To explain how we got here, the authors look back at similarly divisive periods in history and compare them to what’s happening now. First, we’re taken to the age of the Founding Fathers, when the U.S. Constitution was being formed and it was unknown to what degree James Madison’s proposed structure of checks and balances would hold up.

George Washington warned, in 1796, against the creation of political parties, but it was already too late. Even in those earliest days of the nation, a rivalry between the Federalists (including Washington, John Adams, and Alexander Hamilton) and the Jeffersonian Republicans (among them their namesake, Thomas Jefferson, along with Madison and James Monroe). By the 1830s, fights were breaking out between Andrew Jackson’s Democrats and the newly founded Whig party of John Quincy Adams.

The modern Republican Party emerged in 1854 and counted Abraham Lincoln among its charter members. Soon after, political and societal tensions over the institution of slavery came to a head, leading to the Civil War. Even amid the bloody four-year conflagration (which should’ve focused the minds of all involved), there remained ongoing internecine disputes among the various political parties in the North and South.

The authors demonstrate how the Reconstruction period did not quiet matters. During the volatile post-Civil War years, Republicans split on the details of the nascent freedoms granted by the Thirteenth, Fourteenth, and Fifteenth Amendments. Jim Crow ruled through the 1890s, as the Democratic Party was largely dominated by disaffected Southerners. By the turn-of-the-century era of William McKinley, Theodore Roosevelt, and William Howard Taft, attempts were made by Republicans to reduce the racial tensions created by Plessy v. Ferguson (of “separate but equal” ignominy). Democrat Woodrow Wilson, who reached the White House in 1913, endorsed policies that only reinflamed those tensions.

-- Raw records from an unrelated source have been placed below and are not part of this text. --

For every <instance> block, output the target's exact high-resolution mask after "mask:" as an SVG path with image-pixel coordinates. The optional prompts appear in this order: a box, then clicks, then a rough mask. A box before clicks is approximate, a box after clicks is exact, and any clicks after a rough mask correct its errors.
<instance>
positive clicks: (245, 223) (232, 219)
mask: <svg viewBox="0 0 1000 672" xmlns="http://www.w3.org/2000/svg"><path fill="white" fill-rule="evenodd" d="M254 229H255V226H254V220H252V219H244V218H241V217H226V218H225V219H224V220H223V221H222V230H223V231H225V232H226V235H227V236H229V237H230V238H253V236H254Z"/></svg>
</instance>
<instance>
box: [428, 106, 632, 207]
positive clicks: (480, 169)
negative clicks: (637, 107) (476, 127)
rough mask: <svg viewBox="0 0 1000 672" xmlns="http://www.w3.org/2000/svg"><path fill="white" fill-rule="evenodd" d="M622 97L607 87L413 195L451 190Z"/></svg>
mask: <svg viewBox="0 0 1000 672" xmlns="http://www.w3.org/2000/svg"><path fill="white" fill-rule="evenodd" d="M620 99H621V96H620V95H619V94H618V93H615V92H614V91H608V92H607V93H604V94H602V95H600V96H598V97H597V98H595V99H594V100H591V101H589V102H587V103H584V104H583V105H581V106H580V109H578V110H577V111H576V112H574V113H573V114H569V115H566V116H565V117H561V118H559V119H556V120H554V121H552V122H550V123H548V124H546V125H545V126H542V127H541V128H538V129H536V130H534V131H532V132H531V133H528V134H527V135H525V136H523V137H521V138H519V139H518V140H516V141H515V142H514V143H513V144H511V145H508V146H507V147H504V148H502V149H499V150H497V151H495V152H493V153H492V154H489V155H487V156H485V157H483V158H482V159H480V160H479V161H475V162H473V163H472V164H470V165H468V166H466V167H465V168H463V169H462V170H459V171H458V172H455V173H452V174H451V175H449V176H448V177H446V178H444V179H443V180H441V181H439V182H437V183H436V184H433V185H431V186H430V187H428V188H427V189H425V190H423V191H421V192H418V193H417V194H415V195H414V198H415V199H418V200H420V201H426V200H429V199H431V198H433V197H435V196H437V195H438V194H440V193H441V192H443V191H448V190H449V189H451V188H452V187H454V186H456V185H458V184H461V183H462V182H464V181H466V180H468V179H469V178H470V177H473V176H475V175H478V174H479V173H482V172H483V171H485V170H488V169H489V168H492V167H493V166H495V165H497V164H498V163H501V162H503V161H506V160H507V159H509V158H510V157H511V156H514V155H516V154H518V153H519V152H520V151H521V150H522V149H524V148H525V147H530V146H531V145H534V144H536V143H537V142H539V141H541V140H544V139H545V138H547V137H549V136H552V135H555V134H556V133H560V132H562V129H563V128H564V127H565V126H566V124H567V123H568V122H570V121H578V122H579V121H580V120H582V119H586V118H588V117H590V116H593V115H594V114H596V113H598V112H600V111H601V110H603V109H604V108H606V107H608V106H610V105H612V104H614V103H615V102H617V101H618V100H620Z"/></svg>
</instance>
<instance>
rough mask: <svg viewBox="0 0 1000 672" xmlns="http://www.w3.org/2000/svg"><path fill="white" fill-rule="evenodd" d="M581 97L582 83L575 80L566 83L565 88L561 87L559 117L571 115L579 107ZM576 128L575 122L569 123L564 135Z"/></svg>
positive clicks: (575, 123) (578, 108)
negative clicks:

Pierson and Schickler next move to the Franklin Delano Roosevelt years, a time of (you guessed it) national polarization surrounding the New Deal, FDR’s expansive — and expensive — program designed to help the nation recover from the Great Depression. While Roosevelt cared about matters of equality, his wife, Eleanor, was much more involved in the fight to right America’s racist wrongs. Notwithstanding concrete attempts in the following decades to force a national racial reckoning — including Harry S. Truman’s executive order integrating the military and Brown v. Board of Education of Topeka, which integrated public schools — the Civil Rights Act wouldn’t be voted into law until 1964.

Jumping ahead, the 1990s saw a stark change in the tone and tenor of Democrats and Republicans. During Ronald Reagan’s 1980s, the Republican commander-in-chief and Speaker of the House Tip O’Neill, a Democrat, would meet frequently to sort out policy differences, seek compromise, and avoid government shutdowns. This all ended during the Bill Clinton era, when Republican firebrand Newt Gingrich, the House speaker, demanded unconditional fealty. When he didn’t get it, he was willing to block legislation and federal appointments, preferring to shut the whole thing down rather than find common ground.

The book concludes by zooming in on the 21st century. Despite Republicans having lost the popular vote in five of the last six presidential elections, they’ve managed to mostly control Congress and prevent Democrats Barack Obama and Joe Biden from passing legislation on childcare, climate change, abortion, and other major issues. Much of our current political strife has been fueled by an increasingly activist Supreme Court that seems in lockstep with the far Right. Its shocking overturning of Roe v. Wade is perhaps the most egregious example of this, but the court’s 2000 decision to stop Florida’s counting of the vote — thereby handing the presidency to George W. Bush — is a close second.

The authors view the period since Republican Mitt Romney’s defeat in the 2012 presidential election as one of radical Tea Party/Freedom Caucus ascendance, out of which Trump’s MAGA movement was born. Pierson and Schickler feel that unless a united, centrist group of moderate Republicans and Democrats emerges to break the endless stalemates now plaguing Congress, America will move further away from genuine democracy. A second Trump presidency, alas, would only accelerate the decline.

Andrew M. Mayer is professor emeritus of humanities and history at the College of Staten Island/CUNY.